Она ехала в одолженном нам двойном фургоне так царственно, как если бы пользовалась им всю жизнь, хотя на самом деле это было впервые. Она появилась из него, когда мы прибыли на территорию выставки, словно была Лошадью Года, прибывающей в Уайт-сити[9]. Она совершала положенные круги с ящиком для сбора денег, являя своим видом такую смесь скромности и достоинства, что мы сразу поняли: Аннабель настоящая леди. Она позволяла себя фотографировать, принимала ласки и, когда мы подвели ее к перилам манежа, наблюдала за лошадьми с таким вниманием и тщательностью, которые показывали: она не хуже нас знает, что они тут делают, и имеет свое собственное мнение относительно того, какие лошади делают это должным образом.

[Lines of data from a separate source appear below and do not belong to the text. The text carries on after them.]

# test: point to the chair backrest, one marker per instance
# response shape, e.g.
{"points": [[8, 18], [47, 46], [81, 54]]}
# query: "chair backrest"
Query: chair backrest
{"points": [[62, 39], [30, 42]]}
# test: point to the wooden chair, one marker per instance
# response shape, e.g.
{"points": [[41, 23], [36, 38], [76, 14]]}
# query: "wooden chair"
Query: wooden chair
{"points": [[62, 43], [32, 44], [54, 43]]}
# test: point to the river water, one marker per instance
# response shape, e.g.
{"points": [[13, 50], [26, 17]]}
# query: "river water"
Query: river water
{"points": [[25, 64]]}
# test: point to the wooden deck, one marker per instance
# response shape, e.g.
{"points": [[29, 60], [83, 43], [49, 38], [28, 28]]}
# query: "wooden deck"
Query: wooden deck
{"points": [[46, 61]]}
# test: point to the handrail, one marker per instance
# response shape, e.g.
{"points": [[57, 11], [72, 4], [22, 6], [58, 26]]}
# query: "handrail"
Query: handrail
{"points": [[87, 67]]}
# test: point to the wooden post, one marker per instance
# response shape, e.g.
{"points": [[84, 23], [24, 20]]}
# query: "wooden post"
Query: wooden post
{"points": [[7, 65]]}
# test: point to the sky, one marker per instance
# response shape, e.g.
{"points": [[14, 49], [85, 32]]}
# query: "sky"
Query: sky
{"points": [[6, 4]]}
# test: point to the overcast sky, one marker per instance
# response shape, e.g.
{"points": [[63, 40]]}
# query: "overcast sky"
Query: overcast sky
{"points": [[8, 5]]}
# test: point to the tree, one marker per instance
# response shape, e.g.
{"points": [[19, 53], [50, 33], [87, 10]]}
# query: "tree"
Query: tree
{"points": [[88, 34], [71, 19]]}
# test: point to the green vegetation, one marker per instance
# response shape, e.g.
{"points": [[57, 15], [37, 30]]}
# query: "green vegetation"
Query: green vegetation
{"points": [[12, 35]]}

К тому времени, как она вторично вышла из лошадиного фургона и ступила в свой паддок, прошло целых двенадцать часов. И что же она сделала, эта наша ослица, которая на сей раз, в виде исключения, вела себя, как и положено статусному символу (и ведь были, вероятно, введенные в заблуждение люди по всему графству, которые каждую минуту повторяли, ну не прелесть ли она и не завести ли им такую же игрушку для детей)? Она направилась прямиком в свой домик. Облегчаясь по дороге, конечно, потому что наконец могла себе это позволить, а также для того, чтобы дать знать кроликам, что она вернулась. Когда мы пришли к ней через несколько минут с ее ужином и ведром воды, Аннабель лежала. Хотя стояло лето и снаружи было еще светло и тепло. Отдыхала, как мы поняли. После напряжения, вызванного появлением на публике. В тишине собственного дома.

Поэтому когда Аннабель несколько месяцев спустя пригласила рыжего кота-бродягу разделить с ней кров, это и впрямь было нечто особенное. Чарльз обнаружил это однажды вечером, когда вышел ее покормить. Когда она только у нас появилась, ее дом был переоборудован на скорую руку из маленького каменного сарая без крыши. Его уставили переносными плетеными перегородками для овечьих загонов, ему также добавили покатую крышу из гофрированного железа, прикрепленную к металлическим шестам, и еще один переносной плетень в качестве двери. Это сооружение оказалось столь успешным, что мы оставили его как есть – единственным повреждением было то, что плетни слегка покоробились и в некоторых местах неплотно прилегали к стенам.

Именно за одним из таких плетней, в щели между ним и стеной, и лежал, свернувшись клубочком, рыжий кот.

Стратегически расположившись так, чтобы Аннабель, укладываясь, не могла на него наступить (Аннабель была рабыней привычки и всегда ложилась в одном и том же месте и положении), он при этом находился прямо там, где она на него дышала, выступая ночью в роли этакого калорифера.